While this specification may contain many specific implementation details, the implementation details should not be construed as limitations on the scope of any claimed subject matter, but rather be construed as descriptions of features specific to particular embodiments. Certain features that are described in this specification in the context of separate embodiments may also be implemented in combination in a single embodiment. Conversely, various features that are described in the context of a single embodiment may also be implemented in multiple embodiments separately or in any suitable subcombination. Moreover, although features may be described above as acting in certain combinations and even initially claimed as such, one or more features from a claimed combination may in some cases be excised from the combination, and the claimed combination may be directed to a subcombination or variation of a subcombination.

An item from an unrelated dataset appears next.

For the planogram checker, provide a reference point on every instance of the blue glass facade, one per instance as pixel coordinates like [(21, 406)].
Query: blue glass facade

Similarly, while operations are depicted in the drawings in a particular order, this should not be understood as requiring that such operations be performed in the particular order shown or in sequential order, or that all illustrated operations be performed, to achieve desirable results. In certain circumstances, multitasking and parallel processing may be advantageous. Moreover, the separation of various system components in the embodiments described above should not be understood as requiring such separation in all embodiments, and it should be understood that the described program components and systems can generally be integrated together in a single software product or packaged into multiple software products.

Thus, particular embodiments of the subject matter have been described herein. Other embodiments are within the scope of the following claims. In some cases, the actions set forth in the claims may be performed in a different order and still achieve desirable results. Additionally, the processes depicted in the accompanying figures do not necessarily require the particular order shown, or sequential order, to achieve desirable results. In certain implementations, multitasking and parallel processing may be advantageous.

As will be recognized by those skilled in the art, the innovative concepts described herein may be modified and varied over a wide range of applications. Accordingly, the scope of claimed subject matter should not be limited to any of the specific exemplary teachings discussed above, but is instead defined by the following claims.